Autant de sujets tabous des fondés de pouvoir du système. Ainsi le président de la République et ses ministres répètent à l’envi que la sobriété « ça veut juste dire, gagner en efficacité en traquant à chaque instant les coûts cachés … ce qu’on peut faire pour produire encore davantage, mais en dépensant moins ».

Cela veut-il dire que parmi les coûts à chasser, il y a la rémunération du travail nécessaire à produire le « capital mort », c’est-à-dire les machines et les infrastructures ? Cela vise- t-il à conforter ces chuchotements qui montent ces derniers jours des milieux d’affaires pour délocaliser des productions aux États-Unis et au Canada, là où le prix de l’énergie est moins élevé qu’en Europe ? Comme toujours la guerre sert au capitalisme pour se reconfigurer dans le cadre de ses lois sans merci de la « concurrence ».

Pourtant le pouvoir français, comme les institutions européennes, ne font rien pour dégonfler ici les prix de l’électricité en maintenant cette absurdité du marché européen de l’énergie qui fait dépendre les prix de l’électricité de ceux du gaz. Il y a donc bien urgence à sortir de ce marché unique comme le fait le gouvernement espagnol.

Au-delà, c’est le mode de production capitaliste qui est fortement questionné, avec les systèmes de distribution, d’échanges et de consommation. L’augmentation de la richesse produite, telle que mesurée selon l’indice du produit intérieur brut (PIB) ne dit rien du bien être humain, du creusement des inégalités, de la pauvreté qui touchent de plus en plus de familles, de la nature des productions et de leurs effets sur le travail, l’environnement et le climat.

Ce sacro-saint « PIB » soutient bien souvent la cotation des grandes sociétés en bourse et donc la rémunération des actionnaires alors que progresse l’utilisation des énergies carbonées.

La guerre sert aujourd’hui de prétexte pour ouvrir des centrales à charbon et importer du gaz de schiste nord-américain. Or, la situation actuelle devrait plutôt conduire à penser autrement avec la création d’indices de justice sociale et environnementale et à faire contribuer les plus fortunés, les profits et les surprofits, l’effort national pour développer de nouveaux services publics démocratisés. Une fiscalité progressive et un système nouveau de crédit sélectif en seraient l’un des moyens.

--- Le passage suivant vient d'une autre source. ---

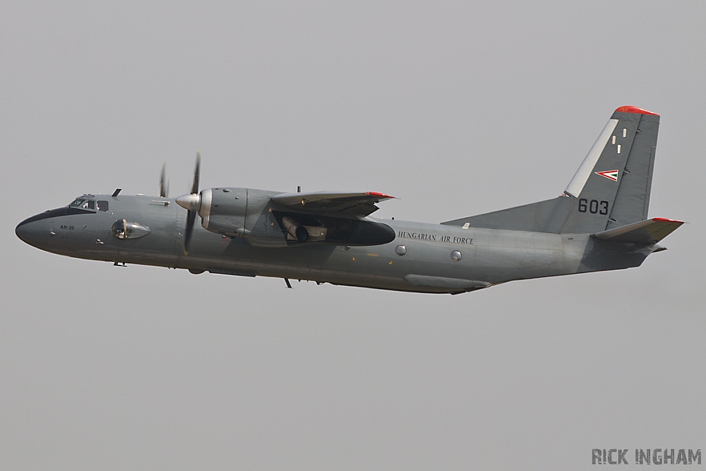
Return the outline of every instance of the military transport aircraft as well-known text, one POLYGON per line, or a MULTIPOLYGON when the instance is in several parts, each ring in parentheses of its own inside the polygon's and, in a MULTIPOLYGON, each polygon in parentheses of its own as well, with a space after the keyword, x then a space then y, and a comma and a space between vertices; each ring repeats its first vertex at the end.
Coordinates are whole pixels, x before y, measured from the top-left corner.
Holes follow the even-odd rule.
POLYGON ((563 193, 438 224, 371 217, 393 196, 218 187, 167 197, 84 194, 20 222, 71 257, 452 294, 513 280, 639 266, 683 224, 647 219, 659 116, 616 109, 563 193), (201 225, 195 224, 196 216, 201 225))

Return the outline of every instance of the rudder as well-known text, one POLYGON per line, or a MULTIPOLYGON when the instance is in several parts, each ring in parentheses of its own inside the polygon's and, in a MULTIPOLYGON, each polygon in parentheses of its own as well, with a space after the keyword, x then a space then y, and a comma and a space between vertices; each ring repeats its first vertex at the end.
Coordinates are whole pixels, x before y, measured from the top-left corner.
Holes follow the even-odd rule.
POLYGON ((659 115, 621 107, 566 187, 561 232, 596 232, 647 218, 659 115))
POLYGON ((591 234, 647 219, 659 126, 659 114, 621 107, 561 197, 441 224, 591 234))

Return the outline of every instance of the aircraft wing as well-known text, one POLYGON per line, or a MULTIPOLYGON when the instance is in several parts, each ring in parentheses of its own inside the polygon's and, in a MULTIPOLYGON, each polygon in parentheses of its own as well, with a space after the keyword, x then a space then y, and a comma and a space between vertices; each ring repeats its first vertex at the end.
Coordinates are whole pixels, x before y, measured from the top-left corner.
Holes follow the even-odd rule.
POLYGON ((657 244, 671 234, 683 222, 673 219, 653 217, 621 227, 594 234, 591 237, 610 242, 657 244))
POLYGON ((340 213, 357 217, 364 217, 379 209, 376 203, 394 196, 377 191, 364 193, 282 193, 273 196, 274 203, 306 213, 340 213))

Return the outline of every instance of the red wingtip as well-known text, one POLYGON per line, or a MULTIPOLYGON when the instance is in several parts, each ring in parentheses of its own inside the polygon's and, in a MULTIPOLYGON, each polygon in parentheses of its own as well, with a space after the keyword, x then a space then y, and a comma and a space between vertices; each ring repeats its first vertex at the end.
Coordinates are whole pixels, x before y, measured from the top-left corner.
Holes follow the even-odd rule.
MULTIPOLYGON (((366 191, 365 194, 370 195, 371 196, 380 196, 381 198, 395 198, 394 196, 386 195, 384 193, 378 193, 378 191, 366 191)), ((397 198, 395 198, 395 199, 397 198)))
POLYGON ((616 109, 616 113, 638 113, 639 114, 652 114, 652 116, 659 116, 657 113, 653 113, 651 111, 647 111, 647 109, 642 109, 642 108, 638 108, 638 107, 621 107, 616 109))
POLYGON ((653 221, 659 221, 660 222, 679 222, 680 224, 683 224, 683 221, 678 221, 676 219, 667 219, 666 217, 652 217, 653 221))

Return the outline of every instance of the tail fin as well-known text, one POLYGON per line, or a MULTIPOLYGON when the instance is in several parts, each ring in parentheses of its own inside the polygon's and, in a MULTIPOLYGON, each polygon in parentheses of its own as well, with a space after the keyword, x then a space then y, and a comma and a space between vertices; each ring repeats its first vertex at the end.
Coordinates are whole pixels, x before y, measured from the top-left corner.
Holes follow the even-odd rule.
POLYGON ((442 224, 595 233, 647 218, 659 115, 616 109, 561 197, 442 224))

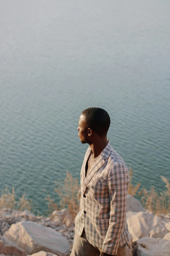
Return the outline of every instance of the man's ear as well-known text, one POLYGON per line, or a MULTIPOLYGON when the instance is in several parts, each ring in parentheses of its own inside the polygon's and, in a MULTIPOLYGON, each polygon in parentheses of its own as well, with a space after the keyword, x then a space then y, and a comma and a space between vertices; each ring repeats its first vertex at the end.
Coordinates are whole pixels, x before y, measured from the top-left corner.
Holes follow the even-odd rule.
POLYGON ((88 135, 89 136, 91 136, 92 135, 93 132, 90 128, 88 128, 88 135))

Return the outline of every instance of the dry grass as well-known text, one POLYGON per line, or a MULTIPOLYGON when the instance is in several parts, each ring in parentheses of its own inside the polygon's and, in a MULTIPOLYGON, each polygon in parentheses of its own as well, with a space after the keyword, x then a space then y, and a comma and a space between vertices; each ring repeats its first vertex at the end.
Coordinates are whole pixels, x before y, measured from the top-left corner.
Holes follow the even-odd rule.
MULTIPOLYGON (((129 176, 130 181, 128 190, 128 193, 133 196, 135 196, 140 187, 140 182, 137 183, 134 187, 132 185, 132 178, 133 171, 130 166, 129 176)), ((155 215, 161 213, 167 214, 170 212, 170 180, 163 176, 161 177, 166 184, 166 189, 159 194, 155 190, 154 186, 151 187, 150 190, 143 187, 138 191, 135 197, 141 196, 142 204, 144 209, 150 213, 155 215)))
POLYGON ((71 174, 68 172, 66 173, 67 176, 64 181, 61 181, 61 184, 54 190, 61 198, 60 209, 66 207, 69 213, 74 218, 79 210, 79 201, 77 195, 80 185, 78 184, 77 179, 73 178, 71 174))
MULTIPOLYGON (((73 178, 72 175, 66 172, 66 176, 64 181, 60 181, 60 184, 54 191, 58 194, 60 200, 59 205, 51 198, 49 195, 46 197, 48 202, 49 211, 47 213, 51 213, 55 210, 59 210, 67 208, 68 212, 74 218, 78 212, 79 201, 77 197, 78 193, 80 189, 78 179, 73 178)), ((57 182, 55 183, 57 184, 57 182)), ((58 184, 57 184, 58 185, 58 184)))
POLYGON ((15 209, 19 211, 23 211, 26 209, 31 211, 32 208, 32 201, 30 200, 30 201, 25 198, 25 195, 24 193, 19 200, 17 200, 14 188, 13 188, 11 193, 7 187, 4 191, 2 191, 0 197, 0 209, 7 208, 15 209))
POLYGON ((137 182, 135 187, 134 187, 132 184, 132 178, 134 175, 134 171, 132 169, 131 166, 129 167, 129 172, 130 181, 128 187, 128 193, 129 195, 134 196, 136 195, 139 188, 140 187, 141 183, 137 182))
MULTIPOLYGON (((162 192, 159 193, 154 186, 152 186, 149 190, 144 187, 141 188, 140 182, 137 182, 134 186, 132 183, 133 173, 130 166, 128 194, 135 197, 140 196, 144 208, 154 214, 166 214, 170 212, 169 180, 163 176, 161 176, 161 179, 165 183, 165 188, 162 192)), ((59 205, 55 202, 54 199, 50 197, 49 195, 45 198, 48 203, 48 213, 51 213, 54 210, 67 208, 70 213, 74 218, 79 210, 79 200, 77 195, 80 190, 80 185, 78 184, 78 179, 73 178, 71 174, 67 172, 64 181, 61 181, 60 185, 54 189, 60 199, 59 205)), ((14 188, 11 193, 8 190, 7 188, 6 188, 4 191, 2 190, 0 197, 0 209, 2 208, 15 209, 20 211, 27 209, 31 211, 32 202, 25 198, 25 193, 17 200, 14 188)))

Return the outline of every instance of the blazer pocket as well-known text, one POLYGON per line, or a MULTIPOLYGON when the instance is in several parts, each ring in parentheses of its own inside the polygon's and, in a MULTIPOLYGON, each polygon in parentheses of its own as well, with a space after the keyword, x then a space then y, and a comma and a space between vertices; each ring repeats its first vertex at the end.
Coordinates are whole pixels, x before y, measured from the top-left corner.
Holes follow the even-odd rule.
POLYGON ((92 180, 95 182, 107 182, 107 180, 106 179, 100 178, 93 178, 92 180))
POLYGON ((106 236, 109 226, 110 219, 102 219, 97 220, 98 230, 101 235, 104 237, 106 236))

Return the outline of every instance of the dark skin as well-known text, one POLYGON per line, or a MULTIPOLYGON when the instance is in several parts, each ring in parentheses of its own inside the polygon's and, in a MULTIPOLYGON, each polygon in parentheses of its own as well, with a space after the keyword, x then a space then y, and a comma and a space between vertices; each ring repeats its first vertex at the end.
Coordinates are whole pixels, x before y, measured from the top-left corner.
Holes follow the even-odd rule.
POLYGON ((107 144, 107 137, 101 137, 90 128, 87 128, 85 118, 83 115, 80 115, 78 121, 78 136, 82 143, 88 143, 93 154, 91 160, 93 161, 100 154, 107 144))
MULTIPOLYGON (((108 140, 106 136, 101 137, 90 127, 87 127, 86 125, 85 118, 82 114, 80 115, 79 118, 77 129, 78 131, 78 135, 81 143, 82 144, 88 143, 93 153, 91 155, 91 160, 94 161, 100 155, 107 144, 108 140)), ((90 162, 88 164, 88 161, 86 166, 86 176, 95 162, 90 162)), ((101 253, 102 254, 100 255, 110 256, 109 254, 103 252, 101 253)))

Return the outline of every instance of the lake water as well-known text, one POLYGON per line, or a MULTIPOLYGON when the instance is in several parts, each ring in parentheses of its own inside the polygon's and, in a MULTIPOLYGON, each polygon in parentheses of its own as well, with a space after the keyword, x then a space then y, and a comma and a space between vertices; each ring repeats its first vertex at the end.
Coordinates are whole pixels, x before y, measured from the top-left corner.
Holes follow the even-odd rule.
POLYGON ((170 178, 169 0, 1 0, 0 188, 44 213, 66 172, 79 180, 81 111, 105 109, 134 182, 170 178), (46 190, 47 192, 43 190, 46 190))

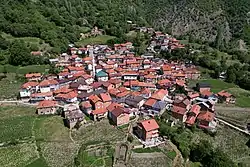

Les immenses sommes d’argent qui seraient ainsi collectées, ajoutées aux fonds européens, devraient être orientées vers un grand plan de rénovation thermique des bâtiments, la relance du transport ferroviaire de passagers et de marchandises, la réouverture des petites lignes, le développement du tramway.

Les associations de solidarité disposeraient de moyens supplémentaires pour aider les plus démunis. Les collectivités locales seraient mieux armées pour assurer tous les services publics, pour faire en sorte que tous les enfants dans les cantines scolaires mangent à leur faim comme les étudiants. On est loin ici de la thèse du « col roulé » ou de la « doudoune » aussi insupportable sur le plan moral qu’inacceptable sur le plan social et sanitaire, tout en étant inefficace pour l’environnement et le climat.

Mais puisque le débat est ainsi lancé pourquoi ne pas s’y engouffrer pour le subvertir en poussant à discuter d’abord des besoins humains et environnementaux, du bien-être, des moyens du développement de chacune et de chacun, de la préservation de la biodiversité et du climat. Cela obligerait à réfléchir et à agir ensemble sur le sens du travail et sa rémunération, la nature et l’utilité des productions jusqu’à mettre en débat la question de la propriété et du développement des services publics, des efforts de recherche pour une métamorphose industrielle et agricole.

Bref, un processus démocratique de dépassement de l’ordre existant.